[p2p-research] the wikipedia decline

Paul D. Fernhout pdfernhout at kurtz-fernhout.com
Fri Nov 27 01:42:24 CET 2009


Paul D. Fernhout wrote:
> Wikipedia has about three million articles in English.
> 
> I'm guessing (is there some analysis somewhere?), following the usual an 
> exponential distribution with a "long tail" that articles fall into some 
> categories of more "notable" to less "notable":
> 1% of articles are really important to a lot of people.
> 10% of articles are fairly important to quite a few people..
> 30% of articles are interesting to some people.
> 50% of articles are interesting to a very few people.
> 9% of articles are of no interest except to people who made them and 
> maybe their friends.
> 
> Those are just guesses (anyone here know?), and they assume deletionism 
> has been going strong for a while, and they may even be skewed toward 
> too much interest. Maybe 50% of articles are of little interest -- I 
> don't know for sure. But I can guess at least 10% of articles are 
> probably fairly interesting, so probably at most 90% of articles are 
> probably not that "notable".

I figured out a way to test this.
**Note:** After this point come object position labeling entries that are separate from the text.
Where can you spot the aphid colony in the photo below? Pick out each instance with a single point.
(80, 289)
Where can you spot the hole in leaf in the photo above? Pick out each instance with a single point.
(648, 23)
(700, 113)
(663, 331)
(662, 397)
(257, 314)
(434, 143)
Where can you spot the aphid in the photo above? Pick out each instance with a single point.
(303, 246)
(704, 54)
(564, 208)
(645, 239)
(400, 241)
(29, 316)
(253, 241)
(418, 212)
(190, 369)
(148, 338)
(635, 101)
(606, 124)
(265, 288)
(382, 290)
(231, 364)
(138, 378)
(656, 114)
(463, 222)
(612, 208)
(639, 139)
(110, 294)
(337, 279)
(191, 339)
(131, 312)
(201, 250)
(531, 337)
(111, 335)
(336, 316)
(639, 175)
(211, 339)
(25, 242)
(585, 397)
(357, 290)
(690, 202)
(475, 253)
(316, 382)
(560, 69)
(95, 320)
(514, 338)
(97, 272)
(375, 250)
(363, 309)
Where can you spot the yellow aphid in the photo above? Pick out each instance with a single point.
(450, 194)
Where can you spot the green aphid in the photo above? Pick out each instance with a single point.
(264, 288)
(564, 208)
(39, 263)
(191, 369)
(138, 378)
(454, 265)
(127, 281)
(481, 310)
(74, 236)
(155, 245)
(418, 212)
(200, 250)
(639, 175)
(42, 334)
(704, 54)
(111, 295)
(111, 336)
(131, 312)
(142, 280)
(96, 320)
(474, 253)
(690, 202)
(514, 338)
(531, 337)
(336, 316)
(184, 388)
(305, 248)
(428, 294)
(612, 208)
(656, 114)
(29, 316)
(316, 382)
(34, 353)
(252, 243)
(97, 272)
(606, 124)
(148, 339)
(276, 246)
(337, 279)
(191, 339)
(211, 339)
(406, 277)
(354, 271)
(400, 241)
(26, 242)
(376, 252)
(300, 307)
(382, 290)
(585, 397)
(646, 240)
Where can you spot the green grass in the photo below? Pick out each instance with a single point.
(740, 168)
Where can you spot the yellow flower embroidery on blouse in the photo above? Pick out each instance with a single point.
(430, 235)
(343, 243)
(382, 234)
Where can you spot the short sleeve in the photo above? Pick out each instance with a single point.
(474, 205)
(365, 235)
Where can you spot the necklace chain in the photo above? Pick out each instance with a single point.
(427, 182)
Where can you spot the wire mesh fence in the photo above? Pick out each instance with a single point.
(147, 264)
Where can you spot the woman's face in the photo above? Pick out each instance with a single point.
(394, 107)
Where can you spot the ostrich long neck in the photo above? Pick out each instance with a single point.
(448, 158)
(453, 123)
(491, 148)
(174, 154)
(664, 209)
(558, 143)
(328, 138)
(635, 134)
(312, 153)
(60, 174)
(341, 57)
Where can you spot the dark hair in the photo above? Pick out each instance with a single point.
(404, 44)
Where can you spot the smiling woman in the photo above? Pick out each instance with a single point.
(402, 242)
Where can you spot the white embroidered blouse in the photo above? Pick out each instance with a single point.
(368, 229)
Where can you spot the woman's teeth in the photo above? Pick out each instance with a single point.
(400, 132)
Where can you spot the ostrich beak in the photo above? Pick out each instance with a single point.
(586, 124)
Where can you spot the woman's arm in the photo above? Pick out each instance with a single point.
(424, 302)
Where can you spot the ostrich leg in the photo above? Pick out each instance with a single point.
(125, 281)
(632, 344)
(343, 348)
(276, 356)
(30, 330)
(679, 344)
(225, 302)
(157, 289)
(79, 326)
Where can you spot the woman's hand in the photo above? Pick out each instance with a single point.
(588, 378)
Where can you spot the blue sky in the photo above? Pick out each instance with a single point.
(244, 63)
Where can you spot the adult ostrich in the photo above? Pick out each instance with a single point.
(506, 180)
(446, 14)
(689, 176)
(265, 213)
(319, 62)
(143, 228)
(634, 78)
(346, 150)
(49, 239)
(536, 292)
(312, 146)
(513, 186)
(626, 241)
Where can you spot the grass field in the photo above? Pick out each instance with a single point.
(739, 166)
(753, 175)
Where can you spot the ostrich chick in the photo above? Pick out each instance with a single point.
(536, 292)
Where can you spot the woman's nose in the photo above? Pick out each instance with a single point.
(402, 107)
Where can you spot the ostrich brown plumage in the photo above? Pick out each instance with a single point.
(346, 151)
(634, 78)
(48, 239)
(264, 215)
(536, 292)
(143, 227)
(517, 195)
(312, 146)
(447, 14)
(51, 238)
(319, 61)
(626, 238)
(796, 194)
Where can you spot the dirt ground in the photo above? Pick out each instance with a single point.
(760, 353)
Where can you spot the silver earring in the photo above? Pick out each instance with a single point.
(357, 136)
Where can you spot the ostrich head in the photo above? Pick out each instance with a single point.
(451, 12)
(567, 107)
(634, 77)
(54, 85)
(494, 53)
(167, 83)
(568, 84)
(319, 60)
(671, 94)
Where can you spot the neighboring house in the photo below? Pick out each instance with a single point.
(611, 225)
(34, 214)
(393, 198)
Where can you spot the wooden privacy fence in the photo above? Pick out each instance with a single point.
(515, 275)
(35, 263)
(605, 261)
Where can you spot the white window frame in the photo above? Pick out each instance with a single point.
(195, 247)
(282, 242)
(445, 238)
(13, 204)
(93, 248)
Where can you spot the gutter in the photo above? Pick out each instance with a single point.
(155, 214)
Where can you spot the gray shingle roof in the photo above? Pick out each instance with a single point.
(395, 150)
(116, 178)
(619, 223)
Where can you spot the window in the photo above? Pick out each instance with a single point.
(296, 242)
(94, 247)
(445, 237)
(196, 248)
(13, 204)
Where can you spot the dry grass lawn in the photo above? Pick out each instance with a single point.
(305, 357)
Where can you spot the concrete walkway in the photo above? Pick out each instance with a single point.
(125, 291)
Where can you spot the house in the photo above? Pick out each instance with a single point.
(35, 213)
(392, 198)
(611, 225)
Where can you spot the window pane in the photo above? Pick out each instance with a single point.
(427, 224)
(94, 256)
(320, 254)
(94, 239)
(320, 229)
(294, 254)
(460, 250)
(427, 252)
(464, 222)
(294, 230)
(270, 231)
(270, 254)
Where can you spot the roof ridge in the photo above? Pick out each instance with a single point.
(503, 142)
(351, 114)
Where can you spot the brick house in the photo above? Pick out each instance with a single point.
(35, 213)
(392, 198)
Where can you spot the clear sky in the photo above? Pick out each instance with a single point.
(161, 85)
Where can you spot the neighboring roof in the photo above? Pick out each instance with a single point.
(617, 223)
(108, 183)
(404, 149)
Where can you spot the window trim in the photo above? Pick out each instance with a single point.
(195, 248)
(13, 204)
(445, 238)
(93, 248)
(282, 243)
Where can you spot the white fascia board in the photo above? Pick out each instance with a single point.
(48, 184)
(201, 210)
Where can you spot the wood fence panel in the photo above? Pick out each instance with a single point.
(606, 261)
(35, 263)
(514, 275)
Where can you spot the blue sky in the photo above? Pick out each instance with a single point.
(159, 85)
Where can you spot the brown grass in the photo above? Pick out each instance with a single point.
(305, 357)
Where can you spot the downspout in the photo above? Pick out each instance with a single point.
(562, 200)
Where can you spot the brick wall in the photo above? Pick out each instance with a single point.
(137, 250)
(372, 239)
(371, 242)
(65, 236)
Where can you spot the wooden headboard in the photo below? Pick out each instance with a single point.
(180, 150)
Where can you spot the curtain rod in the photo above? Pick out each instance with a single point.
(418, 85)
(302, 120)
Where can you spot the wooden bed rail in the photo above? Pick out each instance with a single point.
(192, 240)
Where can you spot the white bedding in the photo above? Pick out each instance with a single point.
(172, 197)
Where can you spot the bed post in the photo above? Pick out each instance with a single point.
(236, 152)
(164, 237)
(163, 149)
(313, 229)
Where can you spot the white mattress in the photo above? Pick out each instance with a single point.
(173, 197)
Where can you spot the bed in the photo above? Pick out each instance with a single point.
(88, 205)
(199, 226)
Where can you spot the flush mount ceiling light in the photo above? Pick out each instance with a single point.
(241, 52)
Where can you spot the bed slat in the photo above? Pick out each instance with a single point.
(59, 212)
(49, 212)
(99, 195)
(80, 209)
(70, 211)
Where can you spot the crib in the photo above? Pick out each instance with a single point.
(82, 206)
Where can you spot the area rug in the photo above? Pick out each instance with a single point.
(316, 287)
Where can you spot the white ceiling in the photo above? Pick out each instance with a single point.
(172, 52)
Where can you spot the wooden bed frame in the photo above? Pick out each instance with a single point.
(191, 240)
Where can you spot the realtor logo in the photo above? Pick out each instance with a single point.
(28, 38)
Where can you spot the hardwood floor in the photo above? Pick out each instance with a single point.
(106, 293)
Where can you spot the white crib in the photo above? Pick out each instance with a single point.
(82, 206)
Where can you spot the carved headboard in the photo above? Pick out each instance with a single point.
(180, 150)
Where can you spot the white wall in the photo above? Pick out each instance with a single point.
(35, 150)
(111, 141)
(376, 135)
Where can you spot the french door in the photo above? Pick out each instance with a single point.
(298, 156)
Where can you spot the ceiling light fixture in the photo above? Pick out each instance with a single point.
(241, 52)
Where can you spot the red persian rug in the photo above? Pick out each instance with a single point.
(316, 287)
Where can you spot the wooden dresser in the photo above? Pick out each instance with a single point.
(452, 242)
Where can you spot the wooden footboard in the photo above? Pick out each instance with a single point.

I clicked on "random article" a whole 
bunch of times, and I'm thinking my original guess was correct. In fact, the 
number of articles of no interest was even lower than I expected. I was 
surprised how high the "notability" was.

Anyway, people can try that themselves a hundred time to get some sense from 
statistical sampling of what the articles might be like (as seen filtered 
through our individual perspectives).

By the way, with wikipedia having an autofill in mode when you type in the 
search box, that is another place that having many articles with similar 
names would be distracting. I'm not saying that is and overwhelming issue, 
but one example of where large numbers of trivial articles might be distracting.